Outra vez a chata
da economia. Porque ela está ali, omnipresente, mais ou menos escondida como
pano de fundo de cada decisão que tomamos, mesmo que a tempestade financeira
pareça ter acalmado, mesmo que nós optimistas queiramos muito ver sinais de
optimismo.
Há pelo menos
dois anos que todos somos submetidos a uma lavagem cerebral sob a forma do
“mantra da austeridade”. Grosso modo, a teoria é a seguinte: no eclodir de uma
gigantesca crise financeira, os bancos devem ser salvos da falência com
dinheiro público, e os contribuintes devem pagar todas as facturas. Uma crise
causada pela ausência de regulação pública, ou se quiserem, por vivermos num
Faroeste económico, torna-se depois o pretexto para a emergência do radicalismo
neoclássico (a “doutrina de choque” sobre a qual escreveu Naomi Klein); e o
desemprego maciço, teoricamente a ser combatido por uma política em contraciclo
que se concentre no crescimento económico e na criação de emprego, é em vez
disso alimentado por uma Nova Era de Austeridade, em que a despesa pública em
educação, saúde ou infraestruturas é reduzida drasticamente.
A obsessão pelos
“cortes” e a alegria mórbida que é sentida por ver, paulatinamente, o tecido da
sociedade a degradar-se só encontra paralelo no nonsense dos Monty Python, cujo personagem do Cavaleiro Negro
persistia na sua superioridade apesar de ir vendo cortados no duelo, um a um,
os seus braços e pernas. “Isto é só um arranhão!”, dizia o tronco humano.
A malta da
austeridade vende-nos esta via repetindo exaustivamente mais dois mantras: “não
há alternativa” – mas há várias e credíveis, só necessitariam de uma Alemanha
mais visionária ou de termos a coragem da Islândia, por exemplo; e “a
austeridade no fundo até vai criar empregos, porque vamos recuperar
credibilidade, o que vai tornar consumidores e empresas mais confiantes”. E
esta confiança, supõe-se, vai fazer aumentar o consumo privado ao ponto de
compensar a redução do investimento público.

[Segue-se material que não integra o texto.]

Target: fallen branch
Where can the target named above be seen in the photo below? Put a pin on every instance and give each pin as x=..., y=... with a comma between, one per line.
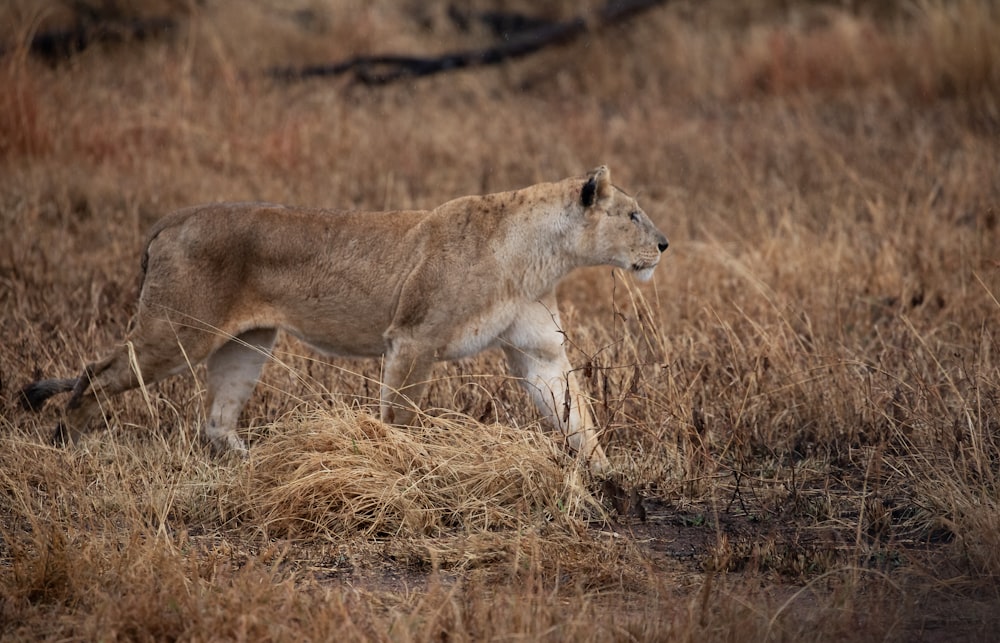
x=59, y=44
x=383, y=69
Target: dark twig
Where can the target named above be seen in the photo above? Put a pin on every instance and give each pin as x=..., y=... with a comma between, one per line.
x=383, y=69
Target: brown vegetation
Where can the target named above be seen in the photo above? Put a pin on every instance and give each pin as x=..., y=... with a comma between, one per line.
x=806, y=398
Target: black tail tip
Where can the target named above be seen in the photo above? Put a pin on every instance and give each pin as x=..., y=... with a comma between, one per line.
x=33, y=396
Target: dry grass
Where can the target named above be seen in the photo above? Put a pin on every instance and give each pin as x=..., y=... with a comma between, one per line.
x=807, y=397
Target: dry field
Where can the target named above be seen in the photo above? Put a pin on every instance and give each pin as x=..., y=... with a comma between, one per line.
x=806, y=399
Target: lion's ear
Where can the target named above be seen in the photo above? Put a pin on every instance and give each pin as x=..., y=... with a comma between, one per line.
x=597, y=188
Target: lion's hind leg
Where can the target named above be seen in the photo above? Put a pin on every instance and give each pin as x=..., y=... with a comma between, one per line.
x=233, y=371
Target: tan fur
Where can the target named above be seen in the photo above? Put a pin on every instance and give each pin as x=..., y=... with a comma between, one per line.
x=412, y=287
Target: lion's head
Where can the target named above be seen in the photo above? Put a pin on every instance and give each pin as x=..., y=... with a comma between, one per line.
x=616, y=231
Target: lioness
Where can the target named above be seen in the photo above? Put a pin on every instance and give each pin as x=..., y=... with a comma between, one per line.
x=412, y=287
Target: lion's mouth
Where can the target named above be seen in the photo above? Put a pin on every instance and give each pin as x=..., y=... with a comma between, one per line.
x=643, y=272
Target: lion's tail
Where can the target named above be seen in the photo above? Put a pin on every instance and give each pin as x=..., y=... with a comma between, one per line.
x=33, y=395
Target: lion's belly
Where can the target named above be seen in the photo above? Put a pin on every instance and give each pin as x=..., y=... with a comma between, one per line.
x=478, y=334
x=342, y=342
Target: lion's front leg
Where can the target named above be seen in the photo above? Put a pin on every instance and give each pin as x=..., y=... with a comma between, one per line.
x=536, y=356
x=404, y=379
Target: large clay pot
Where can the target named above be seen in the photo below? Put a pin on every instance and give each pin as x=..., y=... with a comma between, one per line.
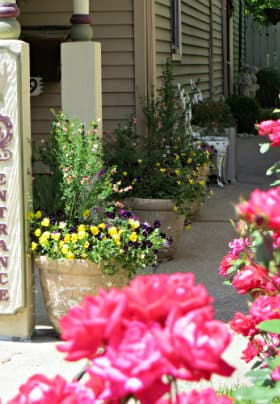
x=65, y=283
x=150, y=210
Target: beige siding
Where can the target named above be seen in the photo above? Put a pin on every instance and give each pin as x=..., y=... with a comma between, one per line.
x=197, y=20
x=113, y=27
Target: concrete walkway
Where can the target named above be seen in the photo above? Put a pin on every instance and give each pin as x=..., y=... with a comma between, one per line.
x=200, y=251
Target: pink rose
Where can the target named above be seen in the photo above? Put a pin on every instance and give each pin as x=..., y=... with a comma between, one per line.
x=132, y=361
x=86, y=327
x=249, y=278
x=207, y=396
x=152, y=297
x=41, y=390
x=198, y=343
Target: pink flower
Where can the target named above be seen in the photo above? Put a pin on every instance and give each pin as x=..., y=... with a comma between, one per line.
x=132, y=361
x=152, y=297
x=238, y=245
x=227, y=263
x=197, y=344
x=86, y=327
x=41, y=390
x=262, y=209
x=243, y=324
x=251, y=277
x=275, y=375
x=207, y=396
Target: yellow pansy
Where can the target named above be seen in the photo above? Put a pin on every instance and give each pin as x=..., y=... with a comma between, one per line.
x=81, y=227
x=37, y=232
x=112, y=231
x=133, y=237
x=38, y=214
x=45, y=222
x=67, y=238
x=94, y=230
x=74, y=237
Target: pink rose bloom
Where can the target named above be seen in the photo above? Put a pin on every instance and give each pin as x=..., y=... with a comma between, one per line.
x=266, y=308
x=243, y=324
x=275, y=375
x=86, y=327
x=41, y=390
x=249, y=278
x=262, y=209
x=207, y=396
x=152, y=297
x=132, y=362
x=198, y=343
x=238, y=245
x=227, y=263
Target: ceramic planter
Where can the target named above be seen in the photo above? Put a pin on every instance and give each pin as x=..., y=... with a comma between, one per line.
x=65, y=283
x=150, y=210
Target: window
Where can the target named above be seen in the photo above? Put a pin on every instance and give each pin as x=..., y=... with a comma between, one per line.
x=176, y=33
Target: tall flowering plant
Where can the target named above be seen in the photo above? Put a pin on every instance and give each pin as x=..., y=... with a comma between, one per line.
x=139, y=341
x=252, y=267
x=86, y=221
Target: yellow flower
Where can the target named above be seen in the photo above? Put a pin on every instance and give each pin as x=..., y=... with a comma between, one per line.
x=86, y=214
x=133, y=236
x=34, y=246
x=45, y=222
x=30, y=215
x=134, y=223
x=81, y=227
x=38, y=214
x=67, y=238
x=37, y=232
x=74, y=237
x=94, y=230
x=64, y=249
x=112, y=231
x=82, y=234
x=70, y=255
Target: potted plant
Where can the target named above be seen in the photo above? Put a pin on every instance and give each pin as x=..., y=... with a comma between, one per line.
x=160, y=167
x=83, y=240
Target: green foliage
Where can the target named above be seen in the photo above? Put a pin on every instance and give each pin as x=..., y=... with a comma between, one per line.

Ou seja, um pouco como acreditar
na Fada dos Dentes.
O problema, como
sempre, é a realidade. Os resultados das opções que tomámos começam a chegar –
e a fotografia não é bonita de se ver. Tentar corrigir desequilíbrios não nos
bons tempos, mas já em recessão, é o caminho mais curto para a depressão. A
Grécia está em colapso. O desemprego em Espanha atinge os 20%, em Portugal 15%
oficialmente mas provavelmente mais. A Irlanda, que fez tudo o que lhe era
exigido pelos gurus da austeridade, continua em vão à espera de ver
recompensado o seu zelo. Mais fundo ainda, estes países desistiram de tentar
proporcionar um futuro decente às suas gerações mais novas. Um em cada dois
jovens espanhóis não tem emprego, na Irlanda e em Portugal é um em cada três. O
governo português está agora mais preocupado em convencer os seus jovens a
fugir do país. Entretanto, a contracção económica agrava-se – talvez -4% em
Portugal este ano – e o problema inicial, a dívida, torna-se cada vez mais
difícil de pagar.
O “caminho único”
não previa sofrimento infinito e não era suposto isto estar a acontecer. Mas
está, e não há luz ao fundo do túnel.